Polizeipräsident Albers sagte, die Beamten hätten zwar schon in der Silvesternacht von Übergriffen Kenntnis bekommen. Den vollen Umfang der Übergriffe — insbesondere der sexuellen Übergriffe — sei aber erst am nächsten Tag klar geworden. Die Taten selbst hätten die Polizeibeamten laut Ermittler Wolfgang Wurm zufolge nicht beobachtet, weil diese sich in einer Menschenmenge abgespielt hätten. Festnahmen habe es keine gegeben, weil Zeugen und Opfer die Täter im Getümmel nicht wiedererkannt hätten.

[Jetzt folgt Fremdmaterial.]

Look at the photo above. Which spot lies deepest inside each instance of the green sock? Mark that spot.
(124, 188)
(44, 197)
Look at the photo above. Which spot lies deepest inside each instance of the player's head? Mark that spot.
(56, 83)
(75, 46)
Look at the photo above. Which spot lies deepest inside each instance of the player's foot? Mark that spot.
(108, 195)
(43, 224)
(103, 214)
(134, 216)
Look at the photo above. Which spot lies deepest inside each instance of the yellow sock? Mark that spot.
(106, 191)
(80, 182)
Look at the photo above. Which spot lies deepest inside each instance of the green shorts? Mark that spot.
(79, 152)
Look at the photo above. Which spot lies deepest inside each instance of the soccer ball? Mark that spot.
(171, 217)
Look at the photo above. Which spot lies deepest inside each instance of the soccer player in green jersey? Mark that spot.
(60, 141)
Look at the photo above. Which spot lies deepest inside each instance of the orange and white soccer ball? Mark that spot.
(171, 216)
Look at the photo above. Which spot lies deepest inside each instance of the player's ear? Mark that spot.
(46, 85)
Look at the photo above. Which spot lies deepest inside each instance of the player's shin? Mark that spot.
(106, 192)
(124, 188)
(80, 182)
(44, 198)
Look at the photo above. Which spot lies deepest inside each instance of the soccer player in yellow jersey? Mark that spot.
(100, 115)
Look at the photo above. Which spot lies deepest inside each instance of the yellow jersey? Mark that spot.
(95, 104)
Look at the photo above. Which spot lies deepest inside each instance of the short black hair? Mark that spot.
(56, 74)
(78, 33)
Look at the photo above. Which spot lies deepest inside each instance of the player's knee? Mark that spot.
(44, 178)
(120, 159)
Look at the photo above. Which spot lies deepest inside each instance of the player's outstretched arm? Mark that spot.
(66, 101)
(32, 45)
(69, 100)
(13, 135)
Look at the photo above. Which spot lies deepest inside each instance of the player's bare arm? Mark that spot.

Was wird der Polizei vorgeworfen?

Viele Menschen melden sich zu Wort, die der Polizei vorwerfen, mit der Situation überfordert gewesen zu sein und die Lage falsch eingeschätzt zu haben. Der nordrhein-westfälische CDU-Chef Armin Laschet kritisiert: „Erneut unglaubliche Fehleinschätzung der Kölner Polizei.“ Sven Lehmann, Vorsitzender der NRW-Grünen, fordert: „Aufgeklärt werden muss auch, warum die Polizei in Köln erneut von einer aggressiv auftretenden Menschenmenge derart überrascht wurde.“

Was sagen die Opfer?

Augenzeugen und Opfer berichten von ihren Erlebnissen. „Ich hatte das Gefühl, die Polizei und die Sicherheitsleute der Bahn waren nicht nur überfordert, sondern hatten auch Angst, die Lage könnte eskalieren.“ (zitiert der „Kölner Stadt-Anzeiger“ eine Frau aus Overath, die in der Umgebung des Doms mehrfach von vier bis sechs jungen Männern umkreist worden sein soll). „Die Stimmung war aggressiv. Plötzlich wurde ich von hinten — ohne dass mein Freund es sah — von mehreren Männern angegrabscht. Ich kann sagen, dass es mehrere waren, da zeitgleich Hände an meinen Brüsten und an meinem Po waren.“ (Berichtet eine 40-Jährige dem WDR, die mit ihrem Freund auf dem Weg nach Troisdorf war).

Was will die Polizei künftig anders machen?

In Stichworten: Mehr Präsenz etwa im Karneval, von uniformierten und zivilen Kräften, Sicherheitskonzepte der Stadt bei Großveranstaltungen, mobile Videoanlagen, Bereichsbetretungsverbote.